Do ponto de vista da construção de marca, o chocolate do Dubai é um exemplo fascinante. Mas também serve de alerta. Porque o marketing não vive só de promessas: vive da capacidade de entregar valor real.
Quando a expectativa é que se vai comer algo “como nunca antes provado” e o sabor é semelhante a uma trufa com pistáchio e cobertura de brilho alimentar, o consumidor, mais cedo ou mais tarde, vai sentir-se enganado.
E o que começou como um presente especial ou uma auto-oferta luxuosa, pode transformar-se em desilusão. Afinal, por muito que brilhe por fora, um chocolate é sempre julgado pelo que acontece no primeiro segundo em que toca na língua. E aí, o feed não pode ajudar.
E em Portugal, quem é que pediu isto?
Vamos ser honestos: ninguém em Portugal acordou a meio da noite a pensar “preciso urgentemente de um chocolate com folha de ouro do Dubai”. Isto não é um desejo nacional, é um capricho de algoritmo.
Em Portugal, onde o sabor ainda manda mais que o branding, esta moda entra de lado, tropeça na calçada e leva com uma rabanada na testa.
Somos o povo do pastel de nata estaladiço, da broa com marmelada feita pela avó, da tablete Regina com sabores suspeitos mas nostálgicos, da torta de laranja pegajosa, e da neta que traz um Ferrero Rocher da prateleira do Pingo Doce e ainda ouve “isto sim é chocolate!”.
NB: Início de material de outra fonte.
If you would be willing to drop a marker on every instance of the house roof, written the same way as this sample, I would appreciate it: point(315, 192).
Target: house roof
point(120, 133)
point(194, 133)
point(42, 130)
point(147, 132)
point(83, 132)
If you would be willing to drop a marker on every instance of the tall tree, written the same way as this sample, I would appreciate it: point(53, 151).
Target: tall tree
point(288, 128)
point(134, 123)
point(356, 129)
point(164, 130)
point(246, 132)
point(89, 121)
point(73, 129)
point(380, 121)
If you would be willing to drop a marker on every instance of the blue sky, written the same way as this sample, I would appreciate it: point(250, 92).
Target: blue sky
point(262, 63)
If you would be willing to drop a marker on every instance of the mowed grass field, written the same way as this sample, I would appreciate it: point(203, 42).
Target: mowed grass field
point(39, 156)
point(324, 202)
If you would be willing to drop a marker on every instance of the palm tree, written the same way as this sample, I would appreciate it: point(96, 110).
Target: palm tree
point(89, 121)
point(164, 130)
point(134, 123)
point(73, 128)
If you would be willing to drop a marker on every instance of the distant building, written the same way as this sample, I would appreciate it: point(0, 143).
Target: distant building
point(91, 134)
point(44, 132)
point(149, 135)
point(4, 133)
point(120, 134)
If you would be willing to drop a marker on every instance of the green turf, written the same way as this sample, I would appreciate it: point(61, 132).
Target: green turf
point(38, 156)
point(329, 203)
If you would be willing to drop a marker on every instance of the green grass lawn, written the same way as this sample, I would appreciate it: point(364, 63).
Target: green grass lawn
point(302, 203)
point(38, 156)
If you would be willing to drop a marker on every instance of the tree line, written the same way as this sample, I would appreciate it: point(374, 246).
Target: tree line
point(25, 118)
O nosso luxo é feito de memória, de cheiro a forno a lenha, de dedos lambuzados de leite condensado, e não de chocolate embrulhado em folha dourada que parece ter saído da montra de uma ourivesaria de aeroporto.
Aqui, o pistáchio ainda é olhado com desconfiança. Se vier numa sobremesa, tudo bem - desde que não substitua a amêndoa caramelizada da festa da terra. E se custar 15€ por unidade, alguém há-de perguntar: “mas isto não dá para fazer em casa com um bocadinho de miolo e chocolate Pantagruel?”
A verdade é que o português até aprecia o requinte, mas não gosta de ser enganado com lantejoulas gourmet. Se paga caro, quer sentir na alma e no céu-da-boca. Porque para nós, comida boa não é a que se publica: é a que se repete.
O chocolate do Dubai é um produto do seu tempo: feito para ser partilhado digitalmente, não saboreado em silêncio. Representa o triunfo da embalagem sobre o conteúdo, da estética sobre a essência, do “parece” sobre o “é”.
E se há uma lição para as marcas e para os profissionais de marketing, é esta: a promessa tem de ter sustento. Porque o consumidor pode ser influenciado uma vez. Mas se a experiência não corresponder, não volta. E, pior, fala. Comenta. Publica.
No fundo, o que o chocolate do Dubai nos ensina é que não basta brilhar. Tem de saber a alguma coisa.